I recently saw Disney's "The Princess and the Frog" with my kids. They were smitten, dancing around to the jazz numbers. I think they also liked the mainly black characters. They've got this idea that they're black (fancy that, with a dad who only talks about black issues all the time), so I think it is a refreshing change for them to see characters "like them". I like the film too, for all the same reasons that critics loved it. It's a return to normal, hand-drawn animation, straightforward plotting, and fewer coy double-entendres and pop-culture references. And it's a nice ode to the wonderful parts of New Orleans culture.
I did though find myself wondering where Jim Crow was in all of this, given that the film is set in the 1920s. The characters are mainly black, but there are still lots of interracial and inter-class friendships, races mixed up riding the streetcar in the same section, and men and women of all colors aspiring to romance with brown and black characters. No separate drinking fountains or eating facilities, no mean-spirited harassment of blacks on the street.

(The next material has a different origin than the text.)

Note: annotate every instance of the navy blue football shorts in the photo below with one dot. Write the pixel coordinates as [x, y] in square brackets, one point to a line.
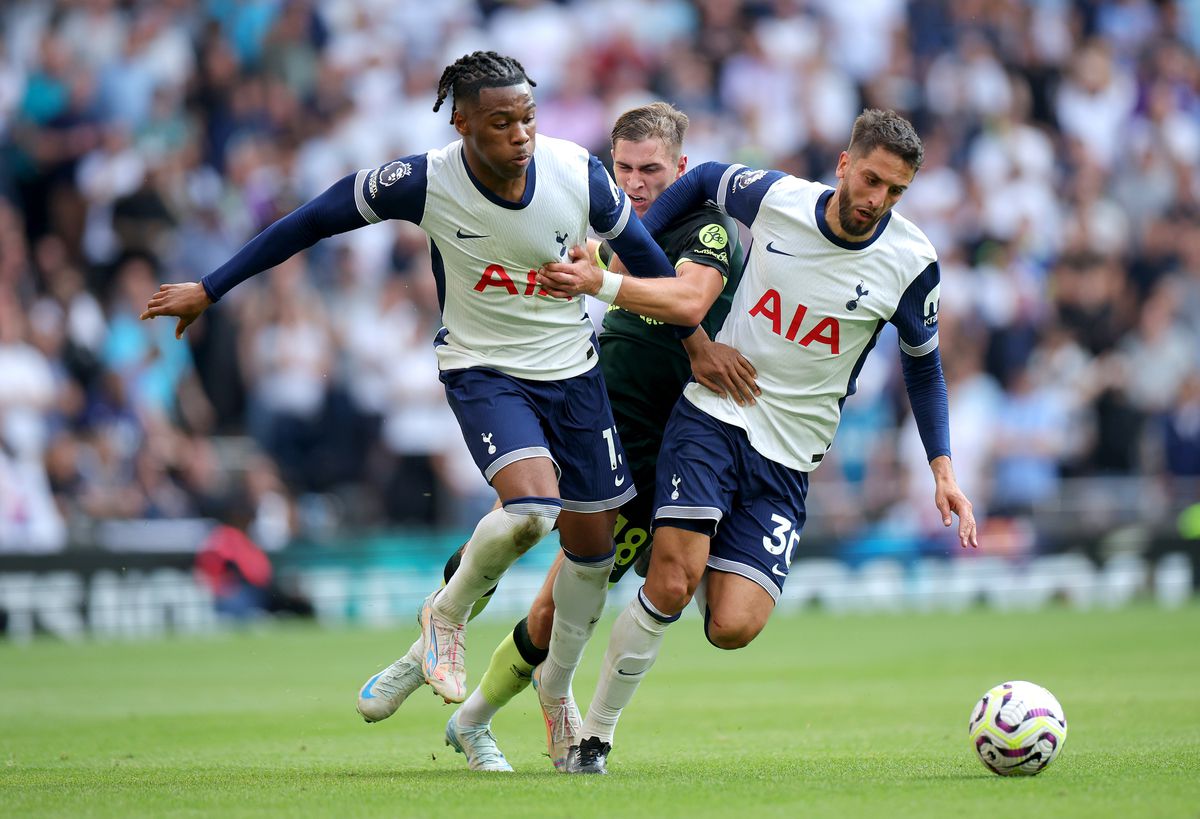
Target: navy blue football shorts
[711, 480]
[505, 419]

I don't blame Disney too much for this--depicting the suffocating, grinding, relentless oppression of the Jim Crow South wouldn't make for a very fun, whimsical film. And of all the places in the Jim Crow South, I imagine that jazz-age New Orleans was the most laid-back and racially mixed and similar to our 21st-century laissez-faire racial attitude. But I did wonder at it. I don't have the same harsh words as this review by the Village Voice, but I can't fault the author for anything he's said. Here's another critical, but more forgiving, review of the film.
All that aside, I'd highly recommend the movie for anyone with kids.